Jaime Louzada scite author profile

BACKGROUND The number of malaria cases in Roraima nearly tripled from 2016 to 2018. The capital, Boa Vista, considered a low-risk area for malaria transmission, reported an increasing number of autochthonous and imported cases. OBJECTIVES This study describes a spatial analysis on malaria cases in an urban region of Boa Vista, which sought to identify the autochthonous and imported cases and associated them with Anopheles habitats and the potential risk of local transmission. METHODS In a cross-sectional study at the Polyclinic Cosme e Silva, 520 individuals were interviewed and diagnosed with malaria by microscopic examination.

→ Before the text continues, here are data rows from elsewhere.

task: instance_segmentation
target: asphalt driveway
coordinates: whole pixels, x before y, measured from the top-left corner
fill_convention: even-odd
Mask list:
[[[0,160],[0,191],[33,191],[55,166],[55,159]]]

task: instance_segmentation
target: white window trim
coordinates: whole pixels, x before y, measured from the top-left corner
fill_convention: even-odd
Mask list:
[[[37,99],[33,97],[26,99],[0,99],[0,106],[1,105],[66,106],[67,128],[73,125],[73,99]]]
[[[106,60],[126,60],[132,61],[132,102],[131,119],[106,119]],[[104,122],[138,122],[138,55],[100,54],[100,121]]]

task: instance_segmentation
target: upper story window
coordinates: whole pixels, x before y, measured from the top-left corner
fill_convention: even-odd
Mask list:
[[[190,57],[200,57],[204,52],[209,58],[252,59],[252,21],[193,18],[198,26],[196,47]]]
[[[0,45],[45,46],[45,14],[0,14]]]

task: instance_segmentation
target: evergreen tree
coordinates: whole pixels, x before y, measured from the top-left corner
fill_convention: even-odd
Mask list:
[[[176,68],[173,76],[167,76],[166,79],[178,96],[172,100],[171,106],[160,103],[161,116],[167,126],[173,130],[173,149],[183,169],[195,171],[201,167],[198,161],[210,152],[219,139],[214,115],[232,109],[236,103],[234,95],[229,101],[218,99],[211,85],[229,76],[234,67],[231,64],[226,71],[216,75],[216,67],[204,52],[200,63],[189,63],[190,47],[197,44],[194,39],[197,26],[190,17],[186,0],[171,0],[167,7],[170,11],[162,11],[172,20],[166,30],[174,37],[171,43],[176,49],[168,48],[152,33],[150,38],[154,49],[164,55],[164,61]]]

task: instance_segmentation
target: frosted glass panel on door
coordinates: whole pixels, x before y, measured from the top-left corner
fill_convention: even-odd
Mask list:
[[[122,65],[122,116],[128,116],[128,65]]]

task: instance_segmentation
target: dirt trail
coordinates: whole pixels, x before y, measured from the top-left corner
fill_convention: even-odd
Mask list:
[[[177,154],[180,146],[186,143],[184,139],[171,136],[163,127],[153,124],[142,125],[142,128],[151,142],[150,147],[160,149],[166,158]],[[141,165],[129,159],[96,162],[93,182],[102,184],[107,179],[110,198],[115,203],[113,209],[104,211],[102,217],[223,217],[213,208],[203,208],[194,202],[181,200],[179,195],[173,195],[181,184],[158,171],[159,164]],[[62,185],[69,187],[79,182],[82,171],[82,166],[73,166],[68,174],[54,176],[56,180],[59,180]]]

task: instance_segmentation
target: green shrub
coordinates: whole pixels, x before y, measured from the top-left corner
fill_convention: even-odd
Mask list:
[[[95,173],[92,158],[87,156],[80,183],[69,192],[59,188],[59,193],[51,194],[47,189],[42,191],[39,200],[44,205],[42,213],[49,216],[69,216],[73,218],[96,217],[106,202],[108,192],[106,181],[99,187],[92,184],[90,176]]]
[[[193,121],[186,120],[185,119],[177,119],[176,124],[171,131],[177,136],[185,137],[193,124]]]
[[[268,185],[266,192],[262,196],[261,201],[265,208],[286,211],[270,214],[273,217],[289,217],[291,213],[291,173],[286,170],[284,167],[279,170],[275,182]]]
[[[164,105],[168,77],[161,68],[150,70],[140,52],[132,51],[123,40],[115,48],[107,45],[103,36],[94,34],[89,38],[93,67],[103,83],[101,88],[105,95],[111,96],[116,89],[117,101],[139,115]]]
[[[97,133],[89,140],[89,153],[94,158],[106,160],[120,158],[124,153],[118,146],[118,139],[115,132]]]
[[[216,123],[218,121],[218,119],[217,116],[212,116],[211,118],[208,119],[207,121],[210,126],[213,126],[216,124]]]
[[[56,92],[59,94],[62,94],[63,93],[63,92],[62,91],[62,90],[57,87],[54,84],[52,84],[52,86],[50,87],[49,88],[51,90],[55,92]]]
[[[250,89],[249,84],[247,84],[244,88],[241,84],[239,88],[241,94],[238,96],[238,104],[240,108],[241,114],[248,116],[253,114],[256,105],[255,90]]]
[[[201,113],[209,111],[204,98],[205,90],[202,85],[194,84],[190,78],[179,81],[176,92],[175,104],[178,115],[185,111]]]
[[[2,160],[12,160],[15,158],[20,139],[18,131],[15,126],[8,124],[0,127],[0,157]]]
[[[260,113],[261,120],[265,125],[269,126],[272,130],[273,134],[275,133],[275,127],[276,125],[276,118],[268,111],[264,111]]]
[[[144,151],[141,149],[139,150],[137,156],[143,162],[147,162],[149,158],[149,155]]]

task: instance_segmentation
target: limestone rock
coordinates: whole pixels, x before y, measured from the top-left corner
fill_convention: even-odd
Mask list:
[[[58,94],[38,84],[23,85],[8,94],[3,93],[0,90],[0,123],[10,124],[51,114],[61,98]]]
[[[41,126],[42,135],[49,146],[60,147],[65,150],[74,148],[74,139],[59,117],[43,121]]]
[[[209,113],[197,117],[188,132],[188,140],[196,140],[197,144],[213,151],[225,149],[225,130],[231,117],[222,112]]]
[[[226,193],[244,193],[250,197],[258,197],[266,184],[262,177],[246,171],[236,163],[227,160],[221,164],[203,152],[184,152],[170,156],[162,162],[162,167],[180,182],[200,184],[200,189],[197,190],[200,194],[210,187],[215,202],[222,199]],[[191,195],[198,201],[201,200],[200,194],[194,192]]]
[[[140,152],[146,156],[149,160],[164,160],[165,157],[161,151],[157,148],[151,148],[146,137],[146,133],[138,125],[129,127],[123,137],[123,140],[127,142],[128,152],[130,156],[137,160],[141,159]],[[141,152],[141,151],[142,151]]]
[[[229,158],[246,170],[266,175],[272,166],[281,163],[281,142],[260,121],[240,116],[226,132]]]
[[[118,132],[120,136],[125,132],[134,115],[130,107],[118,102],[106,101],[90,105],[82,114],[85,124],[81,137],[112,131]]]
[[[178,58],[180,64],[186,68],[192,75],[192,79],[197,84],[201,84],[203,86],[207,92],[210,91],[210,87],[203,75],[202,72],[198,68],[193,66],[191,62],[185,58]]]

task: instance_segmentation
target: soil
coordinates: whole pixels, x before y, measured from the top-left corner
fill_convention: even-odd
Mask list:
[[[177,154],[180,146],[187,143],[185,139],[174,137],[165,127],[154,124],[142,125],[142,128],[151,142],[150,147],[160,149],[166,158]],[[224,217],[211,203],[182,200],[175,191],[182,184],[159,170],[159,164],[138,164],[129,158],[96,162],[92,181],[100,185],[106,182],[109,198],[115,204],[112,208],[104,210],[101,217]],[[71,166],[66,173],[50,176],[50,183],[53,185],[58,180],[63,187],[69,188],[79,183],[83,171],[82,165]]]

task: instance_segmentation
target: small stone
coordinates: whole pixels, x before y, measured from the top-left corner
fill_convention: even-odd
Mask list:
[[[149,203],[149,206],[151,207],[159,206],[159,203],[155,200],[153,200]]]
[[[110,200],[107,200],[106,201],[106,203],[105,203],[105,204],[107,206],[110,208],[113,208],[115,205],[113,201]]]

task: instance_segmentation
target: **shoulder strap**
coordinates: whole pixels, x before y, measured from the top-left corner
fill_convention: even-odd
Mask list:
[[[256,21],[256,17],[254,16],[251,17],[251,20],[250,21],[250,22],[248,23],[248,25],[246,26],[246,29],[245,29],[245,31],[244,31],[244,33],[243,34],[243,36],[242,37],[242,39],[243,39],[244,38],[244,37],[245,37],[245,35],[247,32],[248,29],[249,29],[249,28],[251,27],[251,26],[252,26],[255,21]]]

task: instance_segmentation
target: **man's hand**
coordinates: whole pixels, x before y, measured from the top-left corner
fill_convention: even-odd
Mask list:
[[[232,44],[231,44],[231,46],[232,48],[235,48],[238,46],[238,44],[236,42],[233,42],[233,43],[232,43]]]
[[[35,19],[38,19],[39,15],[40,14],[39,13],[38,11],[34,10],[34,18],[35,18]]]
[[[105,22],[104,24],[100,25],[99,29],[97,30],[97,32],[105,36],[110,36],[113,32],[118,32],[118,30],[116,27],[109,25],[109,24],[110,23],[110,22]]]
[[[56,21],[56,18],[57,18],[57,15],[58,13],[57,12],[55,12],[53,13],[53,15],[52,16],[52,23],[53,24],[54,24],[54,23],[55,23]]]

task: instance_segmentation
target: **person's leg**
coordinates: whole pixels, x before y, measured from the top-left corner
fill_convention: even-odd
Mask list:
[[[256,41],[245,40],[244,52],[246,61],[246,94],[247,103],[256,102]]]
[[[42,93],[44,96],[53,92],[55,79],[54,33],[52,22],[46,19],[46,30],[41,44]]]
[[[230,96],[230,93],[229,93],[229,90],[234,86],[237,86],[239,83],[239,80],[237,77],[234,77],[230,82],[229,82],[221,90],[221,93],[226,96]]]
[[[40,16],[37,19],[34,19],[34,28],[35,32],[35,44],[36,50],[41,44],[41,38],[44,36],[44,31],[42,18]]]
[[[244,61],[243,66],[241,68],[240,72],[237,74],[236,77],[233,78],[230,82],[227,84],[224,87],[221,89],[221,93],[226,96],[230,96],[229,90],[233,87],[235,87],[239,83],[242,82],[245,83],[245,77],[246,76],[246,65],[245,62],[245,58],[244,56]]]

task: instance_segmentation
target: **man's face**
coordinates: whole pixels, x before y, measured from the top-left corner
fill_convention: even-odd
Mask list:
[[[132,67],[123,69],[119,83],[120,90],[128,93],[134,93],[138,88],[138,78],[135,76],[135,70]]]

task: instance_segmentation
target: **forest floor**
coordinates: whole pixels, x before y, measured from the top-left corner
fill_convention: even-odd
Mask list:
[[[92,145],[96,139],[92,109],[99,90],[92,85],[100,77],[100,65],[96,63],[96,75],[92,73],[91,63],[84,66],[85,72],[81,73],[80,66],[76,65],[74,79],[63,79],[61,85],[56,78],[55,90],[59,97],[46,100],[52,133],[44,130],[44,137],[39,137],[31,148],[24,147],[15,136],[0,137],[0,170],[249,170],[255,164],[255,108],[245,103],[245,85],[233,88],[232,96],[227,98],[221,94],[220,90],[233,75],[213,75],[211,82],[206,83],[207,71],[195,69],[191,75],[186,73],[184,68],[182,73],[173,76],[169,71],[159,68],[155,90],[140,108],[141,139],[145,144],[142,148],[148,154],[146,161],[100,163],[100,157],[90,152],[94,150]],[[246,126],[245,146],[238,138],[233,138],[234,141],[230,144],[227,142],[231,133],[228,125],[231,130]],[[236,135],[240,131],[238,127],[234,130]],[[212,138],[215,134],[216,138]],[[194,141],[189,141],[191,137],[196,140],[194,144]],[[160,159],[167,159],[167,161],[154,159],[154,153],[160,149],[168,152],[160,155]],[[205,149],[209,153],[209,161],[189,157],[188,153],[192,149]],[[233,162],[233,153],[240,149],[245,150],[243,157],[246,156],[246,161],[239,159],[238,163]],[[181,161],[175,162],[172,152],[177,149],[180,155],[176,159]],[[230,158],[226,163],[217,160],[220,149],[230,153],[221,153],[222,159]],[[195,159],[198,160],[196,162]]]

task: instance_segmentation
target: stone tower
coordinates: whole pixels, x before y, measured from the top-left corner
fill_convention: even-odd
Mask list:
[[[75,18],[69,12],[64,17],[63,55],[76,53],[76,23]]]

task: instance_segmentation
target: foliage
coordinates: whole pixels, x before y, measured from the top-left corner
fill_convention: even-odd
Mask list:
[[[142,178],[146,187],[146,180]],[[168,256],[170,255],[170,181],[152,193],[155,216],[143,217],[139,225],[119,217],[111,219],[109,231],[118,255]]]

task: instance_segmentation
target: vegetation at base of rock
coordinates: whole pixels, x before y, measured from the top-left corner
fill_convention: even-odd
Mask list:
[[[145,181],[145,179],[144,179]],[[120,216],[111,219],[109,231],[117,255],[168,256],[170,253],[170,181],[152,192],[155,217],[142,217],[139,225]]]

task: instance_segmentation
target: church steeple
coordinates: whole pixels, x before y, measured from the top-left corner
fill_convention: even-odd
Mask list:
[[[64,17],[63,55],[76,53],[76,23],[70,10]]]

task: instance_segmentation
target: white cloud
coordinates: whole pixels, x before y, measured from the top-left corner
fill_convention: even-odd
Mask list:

Using a global positional system, the locations of malaria cases by type and origin and the breeding sites of anopheline vectors were mapped and the risk of malaria transmission was evaluated by spatial point pattern analysis. FINDINGS Malaria was detected in 57.5% of the individuals and there was a disproportionate number of imported cases (90.6%) linked to Brazilian coming from gold mining sites in Venezuela and Guyana. MAIN CONCLUSIONS The increase in imported malaria cases circulating in the west region of Boa Vista, where there are positive breeding sites for the main vectors, may represent a potential condition for increased autochthonous malaria transmission in this space.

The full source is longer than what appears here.